A strong core and cardiovascular system helps to improve all areas of athleticism. Mountain climbers target every muscle in the body including the deltoids, biceps, triceps, chest, obliques, abdominals, quads, hamstrings and hip abductors. This movement is designed to help increase athletic performance and get you warmed up.

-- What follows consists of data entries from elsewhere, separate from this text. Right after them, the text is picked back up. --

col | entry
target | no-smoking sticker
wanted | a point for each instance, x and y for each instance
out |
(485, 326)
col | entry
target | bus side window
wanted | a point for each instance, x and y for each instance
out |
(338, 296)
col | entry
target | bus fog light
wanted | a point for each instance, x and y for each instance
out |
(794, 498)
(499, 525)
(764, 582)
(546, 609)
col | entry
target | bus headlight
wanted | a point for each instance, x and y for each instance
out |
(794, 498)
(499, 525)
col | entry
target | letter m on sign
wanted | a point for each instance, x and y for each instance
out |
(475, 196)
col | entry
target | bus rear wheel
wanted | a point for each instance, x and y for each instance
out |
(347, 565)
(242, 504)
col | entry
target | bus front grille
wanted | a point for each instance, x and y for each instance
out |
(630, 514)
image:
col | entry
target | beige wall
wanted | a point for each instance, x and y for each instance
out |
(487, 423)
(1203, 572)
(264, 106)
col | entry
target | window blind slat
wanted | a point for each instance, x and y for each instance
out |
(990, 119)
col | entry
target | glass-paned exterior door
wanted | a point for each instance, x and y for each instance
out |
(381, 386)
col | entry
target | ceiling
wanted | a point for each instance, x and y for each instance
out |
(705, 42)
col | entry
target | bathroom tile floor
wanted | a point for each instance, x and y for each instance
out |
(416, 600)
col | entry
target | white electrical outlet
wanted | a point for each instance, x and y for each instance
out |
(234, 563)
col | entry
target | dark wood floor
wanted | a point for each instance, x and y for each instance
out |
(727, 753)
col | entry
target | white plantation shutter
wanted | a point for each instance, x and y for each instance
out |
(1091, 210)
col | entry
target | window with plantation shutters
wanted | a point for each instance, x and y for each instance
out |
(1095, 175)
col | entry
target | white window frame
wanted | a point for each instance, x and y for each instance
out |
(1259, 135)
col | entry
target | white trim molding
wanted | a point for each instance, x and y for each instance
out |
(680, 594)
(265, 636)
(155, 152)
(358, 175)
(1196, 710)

The cossack squat is a progression of a bodyweight squat. It’s a movement that shifts the weight onto one leg and focuses on stretching the long adductors inside the thigh. It’s designed to be a great drill for flexibility and mobility and dynamic warm-up.
Seated Piriformis Stretch
The piriformis is a small muscle located deep behind the gluteus maximus. It runs from the lower spine to the upper surface of the femur. It helps the hip rotate, turning the leg and foot outward. This technique helps to reduce tightness in that area and help prevent injury.
Rear-foot-elevated Hip Flexor Stretch
The hip flexors, glutes, and thighs are the main muscles of the lower body. The hip flexors often get overlooked but are an essential area to stretch and strengthen especially if you’re someone that is seated for long periods of time. This technique is designed to help to reverse the effects of being seated all the time while improving mobility into hip extension.
Keep with the Limber 11 and see how your lifts improve. And also be sure to visit Joe’s website and check out what he has going on. Improving your mobility and flexibility will really pay off in the long run. Increasing your body’s ability to efficiently move your joints through a full range of motion will drastically improve your ability to increase strength, build muscle and burn fat.